Quiet does not mean broken, quiet does not mean falling behind, quiet does not mean unworthy or purposelessness. Quite simply means healing, quiet means growth, quiet means depth and intimacy, quiet means peace. It’s inevitable that we will all have seasons like this at some point, so it’s important we don’t freak out and accept the lies.
This year God’s been showing me how I often make myself smaller than He sees me, in order to make others feel more comfortable. I’m all for making others feel comfortable. I easily read facial expressions or see people’s eyes glaze over if something is over their head or boring, so I stop talking or change the subject. I also notice when someone’s prideful, and they hate when I have wisdom about a situations. Sometimes religious older people take offense to wisdom coming from a younger person.(I'm not so young anymore! lol)
When I walk in revelation or wisdom from the Holy Spirit, I feel their anger towards me and I shrink back. The Holy Spirit has been showing me how my actions are not out of love, but fear. I should not fear being everything God created me to be. I can’t make myself smaller because certain people don’t want to grow. They will have to adjust! Most of these people aren’t even Spirit-filled so why do I care what they think anyway? We are on totally different pages.

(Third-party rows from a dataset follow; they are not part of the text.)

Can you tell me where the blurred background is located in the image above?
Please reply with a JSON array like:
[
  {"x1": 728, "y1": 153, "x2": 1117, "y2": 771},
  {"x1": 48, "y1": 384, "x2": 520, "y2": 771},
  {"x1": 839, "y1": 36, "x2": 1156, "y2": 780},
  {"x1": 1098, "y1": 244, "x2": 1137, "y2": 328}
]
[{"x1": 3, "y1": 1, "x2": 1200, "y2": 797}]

It’s not going to be easy for me, but I’m willing to allow God to work in me. This year is going to be spent walking courageously in who I am in Christ. I have to be brave. What do I have to lose? I remember this dream I had several years ago. I was in a swing/seat that was attached to a mountain (like a ski lift, but I was at the bottom). I remember jumping a little and as soon as I jumped the chair/swing/seat clicked and started to move forward, pulling me up the mountain (like a ski lift). It was just a little jump from me that set it all in motion. Jason Upton has a song called “Scarecrow”, it also is another powerful encouragement.
The lyrics are full of truth, “There’s a scarecrow standing in a farmers field. What it’s guarding has not been revealed. I can’t find something that’s been found before. And I won’t find nothing if I close that door.  If I were a bird, if I were a foolish bird, I’d listen to my fear and fly away from here. But if I were a bird, if I were a wise bird, I’d listen to my heart and find a treasure waiting in the field.
The scarecrow is a trick to fool us into backing away from the very thing God is calling us to. Right next to the scarecrow is a fruitful garden. It’s about perspective. Maybe, just maybe, the enemy has set up scarecrows in our lives to keep us from discovering the very things that are ours in Christ!